Rebondir 5


Si les petites et moyennes entreprise (PME) ne changent pas leur façon de procéder, la crise risque fort de les dévorer.

Rebondir

Par Robert Coignard

Chapitre 5

→ Autre regard sur la « résilience »
Nous sommes tous potentiellement résilients
Cette capacité à surmonter les traumatismes s’appelle la résilience. Le terme, emprunté à la physique, désigne le retour à l’état initial d’un élément déformé. Les psychiatres américains spécialisés dans la petite enfance, ont adopté le mot dans les années 90. Il a ensuite été popularisé en France par Boris Cyrulnik. A en croire le psychothérapeute, « environ une personne sur deux subit un traumatisme au cours de son existence, qu’il s’agisse d’un inceste, d’un viol, de la perte précoce d’un être cher, d’une maladie grave ou d’une guerre ».
La résilience, innée ou acquise ?
Notre développement est régi par un certain nombre de déterminants génétiques. Le cerveau de certains individus sécrète beaucoup de dopamine et de sérotonine, qui jouent un rôle d’euphorisants. A contrario près de 2 % des enfants naîtraient avec un potentiel de « force psychique » diminué. Il serait cependant illusoire d’imaginer qu’une analyse de l’ADN suffirait à savoir si un enfant est prédisposé. Son caractère et son environnement affectif jouent un rôle primordial.
Dès leurs premiers jours, les bébés adaptent leurs comportements en fonction de l’attitude des parents à leur égard. Quatre sortes d’attachement réciproque peuvent ainsi être distinguées :
• Sécurisant (65 %), ces enfants ont les meilleures chances de s’en sortir en cas de malheur ;
• Evitant (20 %), ils maintiennent leurs distances ;
• Ambivalents ou désorganisés (15 %).
Selon le type de relation qu’ils réussissent à établir, ils sauront plus ou moins bien se reconstruire après une blessure de la vie.

Savoir « mettre au monde »
« Faire naître un enfant n’est pas suffisant, il faut aussi le mettre au monde » affirme Boris Cyrulnik.
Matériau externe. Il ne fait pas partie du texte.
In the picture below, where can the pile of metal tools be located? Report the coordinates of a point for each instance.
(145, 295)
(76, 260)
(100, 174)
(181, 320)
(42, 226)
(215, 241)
Ses travaux insistent sur l’importance des « nourritures affectives ». C’est pour l’avoir ignoré, sous l’ère Ceausescu, que 40 % des orphelins et enfants abandonnés sont morts en Roumanie. Les adultes doivent aider les enfants à se construire un capital psychique qui leur permettra de façonner leur résilience et trouver les ressources intérieures et extérieures le moment venu. Ainsi quand un père joue à poursuivre son enfant en faisant la grosse voix, ce dernier comprend qu’il s’agit d’un jeu. Cette comédie permet la familiarisation avec l’inconnu et sert à maîtriser sa peur. Cela ne signifie pas que l’enfant sera « immunisé » à vie contre les malheurs, mais il acquière un premier facteur de résilience.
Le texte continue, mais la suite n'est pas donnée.